The origin of the bacteria challenges the long-held belief that kefir originated only in the Caucasus Mountain region, Fu said.
“This is an unprecedented study that allows us to observe how a bacteria evolved over the last 3,000 years. Furthermore, by examining dairy products, we have gained a clearer picture of ancient human life and its interactions with the world,” Fu said in a statement. “This is just the beginning.”
It was remarkable that not only had the cheese survived, but that it was possible to sequence the food’s DNA, Hermes said. “The analysis of ancient DNA, especially from microbes, is plagued by technical problems, mostly arising from contamination by modern bacteria,” he added.

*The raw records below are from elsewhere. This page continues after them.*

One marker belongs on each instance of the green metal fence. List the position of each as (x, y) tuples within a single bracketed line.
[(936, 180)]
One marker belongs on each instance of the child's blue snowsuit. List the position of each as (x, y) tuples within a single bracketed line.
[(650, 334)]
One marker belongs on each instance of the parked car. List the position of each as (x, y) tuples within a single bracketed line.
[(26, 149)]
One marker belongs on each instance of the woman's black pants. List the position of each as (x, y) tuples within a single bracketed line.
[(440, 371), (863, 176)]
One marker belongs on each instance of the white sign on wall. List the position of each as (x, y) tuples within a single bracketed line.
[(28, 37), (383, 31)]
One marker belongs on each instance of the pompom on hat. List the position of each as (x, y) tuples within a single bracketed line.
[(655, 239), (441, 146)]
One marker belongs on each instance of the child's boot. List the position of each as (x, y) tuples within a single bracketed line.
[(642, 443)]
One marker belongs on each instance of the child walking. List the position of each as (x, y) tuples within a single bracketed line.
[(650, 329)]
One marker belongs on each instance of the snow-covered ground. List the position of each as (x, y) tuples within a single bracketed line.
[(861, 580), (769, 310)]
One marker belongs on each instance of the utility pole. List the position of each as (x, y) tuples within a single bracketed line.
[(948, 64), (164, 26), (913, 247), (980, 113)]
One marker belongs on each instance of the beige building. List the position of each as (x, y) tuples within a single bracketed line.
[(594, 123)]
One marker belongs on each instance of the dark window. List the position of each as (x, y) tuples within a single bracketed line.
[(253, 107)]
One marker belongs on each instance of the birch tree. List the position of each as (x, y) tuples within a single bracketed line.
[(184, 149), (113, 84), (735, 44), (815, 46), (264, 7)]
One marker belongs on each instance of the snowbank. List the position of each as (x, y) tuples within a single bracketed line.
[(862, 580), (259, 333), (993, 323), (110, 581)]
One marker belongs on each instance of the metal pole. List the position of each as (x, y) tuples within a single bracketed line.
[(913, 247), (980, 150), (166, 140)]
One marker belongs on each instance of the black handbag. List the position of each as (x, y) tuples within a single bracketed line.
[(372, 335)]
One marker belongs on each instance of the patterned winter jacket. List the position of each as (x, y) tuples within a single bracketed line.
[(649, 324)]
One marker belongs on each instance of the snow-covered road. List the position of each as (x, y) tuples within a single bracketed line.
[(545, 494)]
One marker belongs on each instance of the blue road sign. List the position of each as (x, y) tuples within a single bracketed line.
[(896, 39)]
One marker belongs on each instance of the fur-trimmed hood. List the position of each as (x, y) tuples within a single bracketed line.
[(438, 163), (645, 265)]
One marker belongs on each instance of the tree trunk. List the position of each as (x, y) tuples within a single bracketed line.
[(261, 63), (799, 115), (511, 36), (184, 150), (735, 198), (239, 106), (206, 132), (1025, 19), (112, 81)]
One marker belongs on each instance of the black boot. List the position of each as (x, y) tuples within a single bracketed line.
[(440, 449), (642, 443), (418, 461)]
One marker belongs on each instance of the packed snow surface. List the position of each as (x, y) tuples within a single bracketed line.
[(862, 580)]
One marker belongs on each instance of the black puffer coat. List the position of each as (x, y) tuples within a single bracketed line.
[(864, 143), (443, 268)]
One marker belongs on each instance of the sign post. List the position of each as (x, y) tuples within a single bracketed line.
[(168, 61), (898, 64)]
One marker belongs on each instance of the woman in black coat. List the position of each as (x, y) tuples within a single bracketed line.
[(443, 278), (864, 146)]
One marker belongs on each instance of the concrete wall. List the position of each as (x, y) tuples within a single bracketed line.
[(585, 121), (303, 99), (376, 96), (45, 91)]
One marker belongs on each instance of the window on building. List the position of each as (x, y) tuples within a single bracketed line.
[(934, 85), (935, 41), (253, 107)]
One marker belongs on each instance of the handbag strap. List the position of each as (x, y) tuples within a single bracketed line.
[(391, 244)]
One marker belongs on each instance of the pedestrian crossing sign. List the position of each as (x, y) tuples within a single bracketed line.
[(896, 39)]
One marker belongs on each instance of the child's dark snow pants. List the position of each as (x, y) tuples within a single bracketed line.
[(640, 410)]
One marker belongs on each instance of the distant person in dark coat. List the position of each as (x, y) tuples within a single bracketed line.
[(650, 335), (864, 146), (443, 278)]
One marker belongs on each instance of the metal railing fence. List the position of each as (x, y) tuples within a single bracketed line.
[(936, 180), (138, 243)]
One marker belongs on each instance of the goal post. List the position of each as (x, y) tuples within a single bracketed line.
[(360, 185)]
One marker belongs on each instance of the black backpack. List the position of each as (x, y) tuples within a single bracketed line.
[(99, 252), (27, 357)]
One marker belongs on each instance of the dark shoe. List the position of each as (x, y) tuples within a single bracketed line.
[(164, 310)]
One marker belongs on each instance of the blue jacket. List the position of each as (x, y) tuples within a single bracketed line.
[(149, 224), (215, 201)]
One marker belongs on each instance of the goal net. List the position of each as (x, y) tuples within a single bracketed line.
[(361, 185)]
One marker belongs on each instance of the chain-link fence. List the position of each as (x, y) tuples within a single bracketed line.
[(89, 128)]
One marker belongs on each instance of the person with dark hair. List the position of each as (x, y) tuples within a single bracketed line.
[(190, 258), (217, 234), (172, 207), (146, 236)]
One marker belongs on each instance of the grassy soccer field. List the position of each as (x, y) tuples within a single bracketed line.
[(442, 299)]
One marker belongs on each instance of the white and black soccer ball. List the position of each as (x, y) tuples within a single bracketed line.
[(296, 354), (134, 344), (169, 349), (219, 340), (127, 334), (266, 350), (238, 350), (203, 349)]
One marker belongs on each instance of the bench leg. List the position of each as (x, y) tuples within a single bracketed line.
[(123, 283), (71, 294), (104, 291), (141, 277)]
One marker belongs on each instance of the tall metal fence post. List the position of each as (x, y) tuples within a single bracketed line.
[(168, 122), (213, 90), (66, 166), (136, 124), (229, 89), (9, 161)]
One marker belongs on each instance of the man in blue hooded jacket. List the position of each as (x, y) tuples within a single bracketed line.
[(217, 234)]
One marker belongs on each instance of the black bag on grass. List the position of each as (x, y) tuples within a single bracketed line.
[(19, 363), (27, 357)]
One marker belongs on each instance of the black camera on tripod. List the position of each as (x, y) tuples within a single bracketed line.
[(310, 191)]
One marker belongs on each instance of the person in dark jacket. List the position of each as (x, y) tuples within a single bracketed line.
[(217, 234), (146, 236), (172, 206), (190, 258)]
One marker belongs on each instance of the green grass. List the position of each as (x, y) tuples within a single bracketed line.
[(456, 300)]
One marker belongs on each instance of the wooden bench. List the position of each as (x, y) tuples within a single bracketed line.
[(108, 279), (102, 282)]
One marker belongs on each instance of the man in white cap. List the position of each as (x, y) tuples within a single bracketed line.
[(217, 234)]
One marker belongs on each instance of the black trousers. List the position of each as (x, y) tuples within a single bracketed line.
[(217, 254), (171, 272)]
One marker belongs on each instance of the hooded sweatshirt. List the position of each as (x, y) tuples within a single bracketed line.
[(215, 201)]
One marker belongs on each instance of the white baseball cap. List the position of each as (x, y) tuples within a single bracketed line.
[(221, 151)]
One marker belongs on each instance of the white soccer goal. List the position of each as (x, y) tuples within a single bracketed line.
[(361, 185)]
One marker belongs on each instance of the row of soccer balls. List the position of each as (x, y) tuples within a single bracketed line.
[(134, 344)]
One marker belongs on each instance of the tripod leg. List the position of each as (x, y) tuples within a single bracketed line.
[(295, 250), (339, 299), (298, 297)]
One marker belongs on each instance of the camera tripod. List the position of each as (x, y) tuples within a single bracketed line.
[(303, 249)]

When did cheese making really start?
It’s not surprising that the Xiaohe fermented cheese, Warinner said. The process made the milk easier to digest, while the microbes generated lactic acid, causing the milk to curdle and become the base for cheese.
“In the absence of refrigeration, it is essentially impossible to store milk for more than a few hours with spontaneous fermentation, so there was probably never a time when milk and dairy products were used without fermentation,” he said.
“However, over time people became increasingly better at controlling fermentation and selecting specific microbes that produced the most desirable effects in the production of dairy products,” he added.
While the dairy product found with the mummies is the oldest intact cheese in the archaeological record, other evidence, such as animal proteins in human dental calculus and milk residue on pottery, suggests that cheesemaking originated much earlier. , probably more than 9,000 years ago in Anatolia or the Levant, Warinner noted.
The genomic analysis the team performed was truly groundbreaking, said William Taylor, associate professor of anthropology at the University of Colorado at Boulder and curator of archeology at the school’s Museum of Natural History.
“It’s amazing to see the complexity of the products that people made, which is not normally preserved in the archaeological record,” said Taylor, who was not involved in the research.
“These incredible finds show us that cheese and other dairy products were really the basis of an entire lifestyle that would remain important for millennia and is still an important part of life today.”